BOSTON — The city paid a $5.1 million settlement on Monday to the parents of a college student killed by police trying to subdue rioters after the Boston Red Sox won the American League pennant last fall.

Victoria Snelgrove, a 21-year-old Emerson College senior from East Bridgewater, died hours after she was hit in the eye socket with a pepper-spray pellet fired by a police officer outside Fenway Park on Oct. 21 after Boston eliminated the New York Yankees.

“Of course, no amount of money can compensate the Snelgroves for the untimely loss of their daughter,” said Police Commissioner Kathleen O’Toole. “Our prayers continue to be with them.

“I am hopeful the settlement recognizes the tremendous loss to them and represents our acceptance in the role the police played in that tragedy,” she said.

O’Toole said that the department’s investigation showed Victoria Snelgrove was an innocent bystander.

“Tory was not the target of any police action nor was she engaged in any activity that would have led police to think that she was behaving unlawfully,” the commissioner said.

Patrick Jones, the Snelgrove’s family lawyer, said that acknowledgment was the most important aspect of the settlement to her family. He said Snelgrove’s parents, Richard and Diane Snelgrove, and her brother Michael, would not have any comment beyond a statement they recorded on a DVD released at the news conference.

Deputy Superintendent Robert E. O’Toole, who was in charge of operations around Fenway Park that night and fired one of the weapons, also will retire from the force, the commissioner said. The two are not related.

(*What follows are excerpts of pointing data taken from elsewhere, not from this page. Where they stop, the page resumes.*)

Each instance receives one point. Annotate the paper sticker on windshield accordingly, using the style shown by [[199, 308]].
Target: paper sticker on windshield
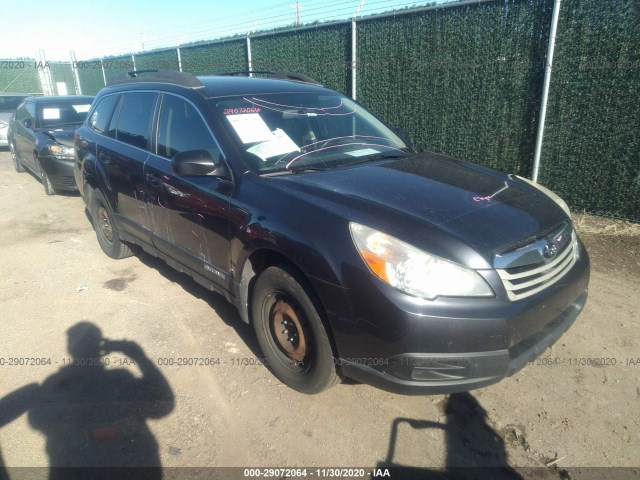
[[51, 114], [363, 152], [82, 108], [250, 127], [279, 144]]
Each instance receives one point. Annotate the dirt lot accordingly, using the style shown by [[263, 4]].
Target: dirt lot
[[577, 407]]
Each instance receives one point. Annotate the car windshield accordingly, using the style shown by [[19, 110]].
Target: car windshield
[[59, 114], [292, 132]]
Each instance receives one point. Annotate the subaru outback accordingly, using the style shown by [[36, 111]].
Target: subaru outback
[[351, 253]]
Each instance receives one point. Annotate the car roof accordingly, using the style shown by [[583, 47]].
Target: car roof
[[57, 98], [213, 86], [217, 86]]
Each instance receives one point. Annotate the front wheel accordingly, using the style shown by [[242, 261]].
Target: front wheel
[[105, 228], [291, 333], [17, 164]]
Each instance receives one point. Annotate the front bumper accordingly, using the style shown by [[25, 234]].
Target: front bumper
[[60, 172], [396, 343]]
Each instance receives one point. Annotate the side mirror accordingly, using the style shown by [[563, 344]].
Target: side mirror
[[197, 162]]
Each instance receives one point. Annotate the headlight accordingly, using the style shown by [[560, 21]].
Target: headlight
[[561, 203], [61, 151], [413, 271]]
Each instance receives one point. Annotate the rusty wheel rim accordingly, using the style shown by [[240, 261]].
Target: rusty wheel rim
[[289, 332]]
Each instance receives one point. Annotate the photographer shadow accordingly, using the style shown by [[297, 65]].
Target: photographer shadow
[[474, 450], [94, 416]]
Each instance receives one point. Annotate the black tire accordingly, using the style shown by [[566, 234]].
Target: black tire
[[17, 164], [105, 228], [291, 333], [46, 182]]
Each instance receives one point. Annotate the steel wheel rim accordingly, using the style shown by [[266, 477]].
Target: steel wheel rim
[[104, 224], [288, 332]]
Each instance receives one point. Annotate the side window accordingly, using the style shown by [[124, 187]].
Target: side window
[[181, 128], [134, 119], [100, 115]]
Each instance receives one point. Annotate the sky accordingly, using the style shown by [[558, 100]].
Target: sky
[[95, 29]]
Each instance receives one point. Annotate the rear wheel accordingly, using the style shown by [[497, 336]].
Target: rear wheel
[[105, 228], [291, 333], [17, 164], [46, 182]]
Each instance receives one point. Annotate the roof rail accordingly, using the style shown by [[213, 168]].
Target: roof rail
[[159, 76], [296, 77]]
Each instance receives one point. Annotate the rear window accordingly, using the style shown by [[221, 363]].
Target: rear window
[[100, 116], [134, 120]]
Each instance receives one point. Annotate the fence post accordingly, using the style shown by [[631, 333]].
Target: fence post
[[74, 70], [44, 74], [353, 50], [249, 62], [545, 89]]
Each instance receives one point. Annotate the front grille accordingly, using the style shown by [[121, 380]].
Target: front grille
[[524, 281]]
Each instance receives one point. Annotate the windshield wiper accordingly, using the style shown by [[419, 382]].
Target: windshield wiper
[[295, 170]]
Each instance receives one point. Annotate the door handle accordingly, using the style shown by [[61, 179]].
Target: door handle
[[152, 180]]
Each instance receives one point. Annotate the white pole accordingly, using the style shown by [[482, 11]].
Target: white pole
[[545, 89], [74, 69], [353, 57], [249, 61]]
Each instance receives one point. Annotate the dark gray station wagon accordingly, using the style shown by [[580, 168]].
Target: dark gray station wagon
[[349, 252]]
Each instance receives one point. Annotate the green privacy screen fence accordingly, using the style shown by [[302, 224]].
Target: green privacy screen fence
[[466, 80]]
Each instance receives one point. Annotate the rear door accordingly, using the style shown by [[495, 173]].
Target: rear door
[[24, 136], [121, 157], [190, 215]]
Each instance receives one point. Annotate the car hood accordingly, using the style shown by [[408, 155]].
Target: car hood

“Bob has been at the center of controversy and media speculation since this tragedy occurred,” she said. “While Bob is the first to admit that he’s made mistakes during his career, he has served the city for 37 years and his contributions to the Boston Police Department cannot be overstated.”

Two other people were injured when they were hit in the face by the pellets, which are fired from compressed-air weapons. O’Toole said it was too soon to discuss their cases.

The incident is the subject of at least three separate investigations.

Prosecutors are looking into whether criminal charges are warranted against the officers who fired the pepper pellet weapons.

The commissioner named a special outside panel to look into the shooting and police policies. Former U.S. Attorney Donald Stern, who is leading that investigation, said the panel could release its report as soon as this week.

And the results of an internal Boston Police Department investigation were forwarded to the Suffolk District Attorney’s Office about a week ago, according to a spokesman for District Attorney Daniel Conley.

“We’re reviewing the report to decide whether the officers’ use of force was within the law,” spokesman David Procopio said.

O’Toole said investigators also are trying to determine if the weapon malfunctioned, and the settlement provides that the Snelgrove family will cooperate with the city in any legal action taken against the manufacturer and share in the proceeds of any damages recovered.